Mörsergranatenangriffe Palästinenser beschießen israelischen Bus - ein Schwerverletzter

Nach einer israelischen Geheimoperation im Gazastreifen mit sieben Toten haben Palästinenser mehr als 80 Raketen auf Israel abgeschossen. Die Folge: Ein Schwerverletzter - und Raketenalarm weit über die Grenzregion hinaus.

Ausgebrannter Bus nach Beschuss aus dem Gazastreifen
AFP

Ausgebrannter Bus nach Beschuss aus dem Gazastreifen


Neue Gewalt am Gazastreifen: Nachdem bei dem Einsatz einer israelischen Spezialeinheit im Gazastreifen am Sonntagabend sieben militante Palästinenser und ein israelischer Offizier getötet wurden, kam es am Montagnachmittag zu mehr als 80 Raketen- und Mörsergranatenangriffen aus der Palästinenserenklave.

Unter anderem wurde ein israelischer Bus am Montag nach Armeeangaben von einem Geschoss getroffen, das militante Palästinenser aus dem Gazastreifen abgefeuert hatten. Eine Armeesprecherin in Tel Aviv bestätigte, das Fahrzeug sei beschädigt worden.

Israelische Medien berichteten von einem Mörsergranatenangriff, bei dem ein 19-jähriger Israeli schwer verletzt worden sei. In mehreren Orten in der Nähe des Gazastreifens gab es am Nachmittag erneut Raketenalarm.

Netanyahu kürzt Besuch in Frankreich ab - und kehrt nach Israel zurück

Die missglückte Kommandoaktion in der Nacht zu Montag nährt die Sorge vor einer neuen größeren Eskalation zwischen Israel und der Hamas. Das Büro des israelischen Ministerpräsidenten teilte mit, Benjamin Netanyahu habe angesichts der Sicherheitslage im Süden Israels einen Besuch in Frankreich verkürzt.

Nach Darstellung der Hamas war die israelische Spezialeinheit mit einem zivilen Fahrzeug drei Kilometer weit in den südlichen Gazastreifen vorgedrungen. Ziel der Operation sei gewesen, den 37 Jahre alten Hamas-Kommandeur Nur Baraka zu entführen. Militante Palästinenser hätten allerdings die Spezialeinheit in ihrem Fahrzeug nahe Chan Junis entdeckt und die Identitäten der Israelis überprüft.

Dabei hätten die Israelis Nur Baraka getötet und seien anschließend in Richtung Grenze davongefahren. Hamas-Kämpfer hätten das Feuer eröffnet und die Spezialeinheit verfolgt.
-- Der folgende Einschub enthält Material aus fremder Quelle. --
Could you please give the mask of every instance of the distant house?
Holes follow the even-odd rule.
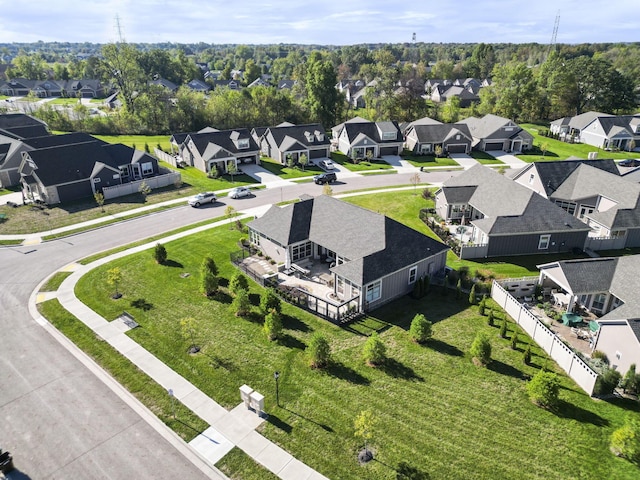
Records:
[[[26,151],[22,157],[23,197],[48,205],[91,197],[106,187],[160,173],[151,155],[97,139]]]
[[[503,150],[519,153],[533,146],[533,135],[507,118],[488,114],[482,118],[469,117],[458,123],[469,127],[473,148],[482,152]]]
[[[302,155],[310,161],[328,158],[329,147],[330,141],[319,123],[269,127],[260,138],[262,154],[283,165],[287,165],[288,158],[298,162]]]
[[[400,155],[404,139],[395,121],[371,122],[360,117],[332,129],[337,149],[351,158]]]
[[[586,247],[640,247],[640,184],[621,177],[613,160],[534,162],[514,180],[588,225]]]
[[[286,269],[330,259],[334,294],[365,312],[411,292],[421,277],[442,274],[446,264],[446,245],[326,195],[272,206],[248,227],[250,241]]]
[[[504,175],[475,165],[435,193],[444,220],[468,225],[465,258],[582,250],[590,228]]]
[[[177,137],[174,135],[174,140]],[[209,173],[226,173],[229,164],[260,163],[260,148],[246,128],[206,129],[187,134],[179,146],[182,161]]]
[[[640,365],[640,255],[564,260],[538,265],[539,283],[568,294],[568,311],[578,305],[597,315],[592,349],[604,352],[622,375]]]
[[[640,147],[640,115],[585,112],[554,120],[550,131],[561,140],[586,143],[605,150]]]
[[[405,132],[405,148],[414,155],[433,155],[436,147],[443,153],[469,153],[473,138],[462,123],[413,123]]]

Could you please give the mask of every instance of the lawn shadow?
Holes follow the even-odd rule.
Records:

Anschließend hätten israelische Kampfjets die Gegend beschossen, um den Soldaten den Rückzug zu ermöglichen.

Zerstörtes Gebäude im Gazastreifen
AP

Zerstörtes Gebäude im Gazastreifen

Ein Sprecher der israelischen Armee hingegen betonte: "Dies war kein Tötungsversuch und kein Entführungsversuch." In einer Mitteilung hieß es lediglich, während eines Einsatzes im Gazastreifen sei es zu einem Schusswechsel gekommen. Das Militär sagte, entgegen Gerüchten seien bei dem Vorfall keine israelischen Soldaten entführt worden.

Die israelische Zeitung "Haaretz" schrieb, die Armee habe bei der Operation möglicherweise Geheimdienstinformationen sammeln wollen - etwa über Angriffstunnel der Hamas nach Israel.

Nach dem Vorfall feuerten militante Palästinenser Dutzende Raketen auf Israel ab. Drei davon seien von dem Abwehrsystem Iron Dome (Eisenkuppel) abgefangen worden, hieß es in der Mitteilung des israelischen Militärs.

Beschuss aus dem Gazastreifen
AFP

Beschuss aus dem Gazastreifen

In israelischen Grenzorten wurde Raketenalarm ausgelöst, aber auch in der über hundert Kilometer entfernt liegenden Touristenregion am Toten Meer. Die israelische Luftwaffe flog Gegenangriffe.

Im Gazastreifen leben mehr als zwei Millionen Menschen. Es mangelt unter anderem an Trinkwasser und Strom. Die Hamas wird von den USA, der EU und Israel als Terrororganisation eingestuft.